Without a doubt, we have covered a lot of ground. Over the last two decades, more than 200 distinct genes have been identified that, when mutated, can lead to retinal dystrophies. Spring boarding from this work, multiple ongoing trials are investigating various gene-based therapies to treat a range of monogenetic retinal diseases. The approach most likely to reach clinical application first, gene-based therapy for RPE65-associated Leber congenital amaurosis, also known as LCA2, has been submitted for regulatory review in the United States with approval anticipated for this year. See page 35, where Christine Kay, MD, explores this exciting space and compares ongoing investigations in inherited retinal disease.
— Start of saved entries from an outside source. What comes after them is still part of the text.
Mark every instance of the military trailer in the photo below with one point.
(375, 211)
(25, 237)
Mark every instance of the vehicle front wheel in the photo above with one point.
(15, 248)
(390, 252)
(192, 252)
We have also seen great progress on retinal diseases with more complex genetic underpinnings. We have learned that the risk of age-related macular degeneration is largely attributable to our genes, although it is a complex relationship involving more than 34 genetic loci. See page 26, where Steve Schwartz, MD, MBA, and Parth Shah bring us up to date on the pharmacogenetics of AMD and how this might impact our management recommendations.

But clearly, much more remains to be learned. The American Academy of Ophthalmology continues to recommend against routine genetic testing for complex genetic diseases including AMD. Why, and when might the AAO recommend otherwise? See page 31, where Karmen Trzupek, MS, a certified genetic counselor, beautifully explores the realities and challenges of genetic testing in your clinic.

As well highlighted in an excellent 2015 American Journal of Ophthalmology “Perspective,” gene therapy has been hailed as “five years away” from clinical application since the 1990s.1 As clinicians, it is our responsibility to educate patients about their options while providing hope of treatments yet to come.

However, this hope must be grounded in an understanding of the reality of current research. Fortunately, the promise of clinically ready and clinically valuable genetic testing, as well as gene-based therapies, appears to be closer than ever to reality. I hope the articles to follow bring you up to date on our current understanding of the genetics underlying many of the retinal diseases we manage.  

Reference
1. Benjaminy S, Kowal SP, MacDonald IM, Bubela T. Communicating the promise for ocular gene therapies: Challenges and recommendations. Am J Ophthalmol. 2015;160:408-415.